Ils avaient à la fois raison et tort à mon sujet, la fille et son ami. Si mon tympan droit s’acquittait encore vaillamment de sa tâche, moyennant quelques grésillements parasites, j’étais en revanche tout à fait sourd de l’oreille gauche. Elle avait brûlé en même temps que tout le reste. Yeux, visage, mains, l’entièreté de ma peau. Ce petit orifice sur le côté de mon crâne, autour duquel s’était évaporé tout cartilage, était le seul point de contact qui reliait encore mon moi intime au monde extérieur. J’étais prisonnier d’une carcasse difforme et incapable du moindre mouvement en dehors d’un réflexe respiratoire à peine perceptible.

– Voilà, dit Martin. Le casque est en place. Au moins, il ne risque pas de bouger pendant le scan !

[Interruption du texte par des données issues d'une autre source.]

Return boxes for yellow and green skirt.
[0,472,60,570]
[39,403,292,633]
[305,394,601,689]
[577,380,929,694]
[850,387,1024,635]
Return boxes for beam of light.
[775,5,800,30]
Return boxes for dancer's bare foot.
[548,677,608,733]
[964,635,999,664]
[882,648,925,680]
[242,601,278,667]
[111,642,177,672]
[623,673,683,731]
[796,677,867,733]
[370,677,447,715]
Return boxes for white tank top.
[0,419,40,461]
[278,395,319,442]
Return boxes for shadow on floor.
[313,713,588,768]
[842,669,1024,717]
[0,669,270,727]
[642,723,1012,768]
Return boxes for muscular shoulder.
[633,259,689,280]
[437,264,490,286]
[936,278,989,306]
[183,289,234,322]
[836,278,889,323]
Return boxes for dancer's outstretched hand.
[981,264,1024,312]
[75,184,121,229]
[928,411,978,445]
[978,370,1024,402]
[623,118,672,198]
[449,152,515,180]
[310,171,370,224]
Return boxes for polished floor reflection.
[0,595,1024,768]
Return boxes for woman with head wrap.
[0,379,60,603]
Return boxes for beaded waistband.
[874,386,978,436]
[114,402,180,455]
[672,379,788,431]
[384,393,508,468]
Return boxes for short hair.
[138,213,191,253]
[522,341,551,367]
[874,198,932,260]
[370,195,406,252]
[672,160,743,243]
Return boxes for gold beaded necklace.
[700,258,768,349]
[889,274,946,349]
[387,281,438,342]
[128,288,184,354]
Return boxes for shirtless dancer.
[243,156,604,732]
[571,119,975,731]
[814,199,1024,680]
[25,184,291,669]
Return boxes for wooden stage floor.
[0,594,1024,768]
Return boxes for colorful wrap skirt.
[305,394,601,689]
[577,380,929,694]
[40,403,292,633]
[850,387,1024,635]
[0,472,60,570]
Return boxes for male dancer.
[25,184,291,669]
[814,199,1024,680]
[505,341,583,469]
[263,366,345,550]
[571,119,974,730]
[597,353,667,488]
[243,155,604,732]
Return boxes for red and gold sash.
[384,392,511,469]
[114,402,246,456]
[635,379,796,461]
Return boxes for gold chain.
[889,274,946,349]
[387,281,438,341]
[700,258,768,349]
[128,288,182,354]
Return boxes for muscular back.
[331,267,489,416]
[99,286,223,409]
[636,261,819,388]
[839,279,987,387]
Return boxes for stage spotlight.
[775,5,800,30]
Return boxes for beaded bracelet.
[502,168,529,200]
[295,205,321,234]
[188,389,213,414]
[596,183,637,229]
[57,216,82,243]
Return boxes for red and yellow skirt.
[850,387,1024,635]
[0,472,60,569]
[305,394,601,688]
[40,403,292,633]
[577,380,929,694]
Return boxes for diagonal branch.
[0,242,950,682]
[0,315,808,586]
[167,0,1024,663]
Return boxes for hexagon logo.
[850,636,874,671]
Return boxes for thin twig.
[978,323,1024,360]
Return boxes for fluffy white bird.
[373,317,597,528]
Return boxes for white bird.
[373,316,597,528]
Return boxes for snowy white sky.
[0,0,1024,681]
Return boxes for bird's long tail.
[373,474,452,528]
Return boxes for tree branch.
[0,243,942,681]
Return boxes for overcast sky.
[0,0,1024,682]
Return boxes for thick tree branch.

Celui-là, il était censé être un ami de longue date. Je n’en avais cependant aucun souvenir. Ni aucune idée de ce à quoi il ressemblait. J’avais même oublié de quoi moi j’avais l’air avant l’accident.

J’étais parti fâché et défoncé d’une soirée trop arrosée un an et demi auparavant. Ivre mort, j’avais pris le volant aux alentours de quatre heures du matin et je m’étais pris un camion en pleine tronche en coupant trop sec un virage sur une petite route de campagne. Tant pis pour moi. Enfin, tout ça, c’était Ashleigh, la fille, qui me l’avait raconté. L’amour de ma vie et moi de la sienne, selon ses dires. Je la jugeais sincère. Si seulement j’avais pu me rappeler notre relation. Celle d’avant cette nuit où le feu de mon moteur défoncé avait tout effacé. Dissout dans les flammes. Vigueur de la jeunesse. Mémoire du passé. Au moins mon mutisme forcé lui épargnait-il la douleur que lui aurait causée la révélation de mon amnésie.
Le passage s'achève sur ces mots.